The industrial benefit to the UK of the F-35 was discussed when the Defence Secretary got to see what it is like to fly and land the jet in a simulator.
According to the MoD in a press release:
“The global F-35 programme will support 20,000 UK jobs over the 30 year production period and already the programme has generated over £9 billon for UK industry. The cockpit demonstrator gave the Defence Secretary a feel for flying the new state-of-the-art stealth aircraft, allowing him to practice landing and taking off from the new aircraft carrier HMS Queen Elizabeth.
The Defence Secretary was guided through the flight by Squadron Leader Andy Edgell and Lieutenant Commander Adam Hogg, two of the UK’s F-35 pilots putting the aircraft through its paces over in the United States. Alongside its short take-off and vertical landing capability, the F-35Bs unique combination of stealth, cutting-edge radar, sensor technology, and electronic warfare systems provide world-beating capability of a fifth-generation fighter.”
After flying the jet demonstrator, Defence Secretary Gavin Williamson said:
“Today demonstrates that we are investing in our brave Armed Forces by making sure they have the very best equipment, securing tens of thousands of British manufacturing and engineering jobs, and ensuring Britain will always play a leading role in making the world a safer place.
These pioneering stealth jets will protect British lives as we face intensifying and evolving threats at home and abroad.
The F-35 is the most advanced and dynamic fighter aircraft in our history, and will defend this country from terrorists, collect crucial intelligence, and safeguard our national interests from those who seek to do us harm.”
During his visit to the cockpit demonstrator, the Defence Secretary also met with representatives from some of the 500 UK companies who are in the F-35 supply chain. UK industry will provide approximately 15% of each F-35 to be built and, with more than 3,000 aircraft projected, the programme will support 20,000 UK jobs over the 30 year production phase say the MoD.
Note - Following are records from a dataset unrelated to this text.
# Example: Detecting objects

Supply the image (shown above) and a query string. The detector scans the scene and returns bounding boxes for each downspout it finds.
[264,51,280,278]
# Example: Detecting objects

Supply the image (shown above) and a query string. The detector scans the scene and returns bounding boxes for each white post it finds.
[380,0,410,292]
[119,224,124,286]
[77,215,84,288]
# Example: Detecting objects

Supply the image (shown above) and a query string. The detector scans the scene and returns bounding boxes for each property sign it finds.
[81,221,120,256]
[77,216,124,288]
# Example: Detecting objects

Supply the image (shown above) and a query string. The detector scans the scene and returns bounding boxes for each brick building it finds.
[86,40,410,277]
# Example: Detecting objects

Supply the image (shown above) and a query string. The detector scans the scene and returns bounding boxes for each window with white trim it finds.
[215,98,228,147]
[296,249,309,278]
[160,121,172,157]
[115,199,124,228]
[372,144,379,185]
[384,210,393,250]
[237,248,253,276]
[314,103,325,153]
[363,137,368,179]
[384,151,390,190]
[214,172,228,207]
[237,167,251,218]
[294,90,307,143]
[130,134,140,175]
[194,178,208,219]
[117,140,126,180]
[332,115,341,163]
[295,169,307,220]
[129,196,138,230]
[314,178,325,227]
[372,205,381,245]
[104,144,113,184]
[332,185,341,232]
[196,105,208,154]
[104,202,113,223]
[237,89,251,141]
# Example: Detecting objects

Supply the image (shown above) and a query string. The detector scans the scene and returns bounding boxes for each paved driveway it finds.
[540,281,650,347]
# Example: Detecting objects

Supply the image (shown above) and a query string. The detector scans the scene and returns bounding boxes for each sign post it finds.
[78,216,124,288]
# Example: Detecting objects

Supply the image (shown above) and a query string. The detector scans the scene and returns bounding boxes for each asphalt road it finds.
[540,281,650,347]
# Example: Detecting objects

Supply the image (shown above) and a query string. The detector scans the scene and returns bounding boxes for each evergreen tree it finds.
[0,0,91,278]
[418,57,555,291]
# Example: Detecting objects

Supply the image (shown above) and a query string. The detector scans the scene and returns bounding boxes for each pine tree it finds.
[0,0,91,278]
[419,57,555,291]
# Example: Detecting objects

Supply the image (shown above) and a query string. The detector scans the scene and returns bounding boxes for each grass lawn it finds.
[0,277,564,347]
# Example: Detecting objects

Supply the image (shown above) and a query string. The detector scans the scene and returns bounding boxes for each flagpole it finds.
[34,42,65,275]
Lockheed Martin UK Chief Executive Peter Ruddock said:
“To date, the F-35 programme has generated $12.9 billion (pounds figure) in contracts for British suppliers and that investment will grow as we ramp up towards full rate production. The F-35 will provide the UK Armed Forces with a game-changing capability that will allow the Royal Navy and Royal Air Force to project power around the world for decades to come.”
Operated jointly by the Royal Navy and Royal Air Force, the F-35 Lightning jets will fly from both land bases and the UK’s new aircraft carriers. The programme is on target to achieve Initial Operating Capability (IOC) by December 2018, meaning that UK F-35s will be able to operate from land bases from this point.